Benar oleh nalar
Dalam hubungan adalah wajar tidak satu tujuan. Berbeda pendapat, berdebat membenarkan argumen diri yang amat diyakini. Memang ada baiknya menurunkan ego, membiarkan nalar mencerna kejadian demi kejadian yang terlewati. Rasa yang kian hari menimbulkan sesak tanpa pernah ada solusi.
Sesak ini dibiarkan berlarut, berharap menguap hilang dengan sendirinya. Mungkin di antara kita tidak menyadari, ada ruang kosong dalam diri yang dibiarkan mati oleh diri sendiri. Tentang nyata dan dunia yang tidak melulu soal kita.
Temu dan rindu mungkin sudah sangat menggebu. Apalagi perihal jarak ratusan kilometer yang menambah sesak. Tentang ruang yang hanya bisa diciptakan lewat dimensi diri. Berimajinasi, melalui suara dan gambar bergerak yang diharapkan agar merupa senyata mungkin.

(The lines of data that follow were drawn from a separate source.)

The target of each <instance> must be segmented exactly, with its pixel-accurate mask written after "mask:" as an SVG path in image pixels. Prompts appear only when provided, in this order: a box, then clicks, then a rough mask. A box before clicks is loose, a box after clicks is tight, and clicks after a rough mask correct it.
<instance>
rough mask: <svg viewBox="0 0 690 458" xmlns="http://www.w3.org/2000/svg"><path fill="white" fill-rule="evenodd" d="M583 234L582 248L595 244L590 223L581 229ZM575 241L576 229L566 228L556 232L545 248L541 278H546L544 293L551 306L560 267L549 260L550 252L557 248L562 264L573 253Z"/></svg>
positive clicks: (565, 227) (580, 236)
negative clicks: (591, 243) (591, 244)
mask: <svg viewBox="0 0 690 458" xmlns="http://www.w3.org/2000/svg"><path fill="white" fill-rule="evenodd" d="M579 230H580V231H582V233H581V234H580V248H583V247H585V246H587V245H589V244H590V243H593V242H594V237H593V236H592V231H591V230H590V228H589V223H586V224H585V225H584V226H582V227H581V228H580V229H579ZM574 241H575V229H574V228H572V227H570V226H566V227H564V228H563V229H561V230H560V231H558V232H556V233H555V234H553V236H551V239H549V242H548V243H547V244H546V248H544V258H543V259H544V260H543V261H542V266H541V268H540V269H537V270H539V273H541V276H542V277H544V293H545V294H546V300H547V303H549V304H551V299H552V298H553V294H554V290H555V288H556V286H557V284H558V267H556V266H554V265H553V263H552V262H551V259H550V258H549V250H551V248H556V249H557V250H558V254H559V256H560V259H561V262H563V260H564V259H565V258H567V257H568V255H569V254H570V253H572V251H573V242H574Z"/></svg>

Mungkin kita sedang berada di titik terlemah kita. Tentang jenuh sebuah temu yang tak kunjung beradu juga tentang ego dalam diri yang tak mau mengerti. Kita dihadapkan pada sepakat yang kadang tak mesti tertepati. Soal hati yang tak semestinya kita sakiti.
Pikirku, sudah saatnya kita peduli dengan diri sendiri. Hati yang selayaknya tak terguncang berulang kali. Tentang benar oleh nalar yang kita yakini sebagai sebuah percaya yang kita ikuti.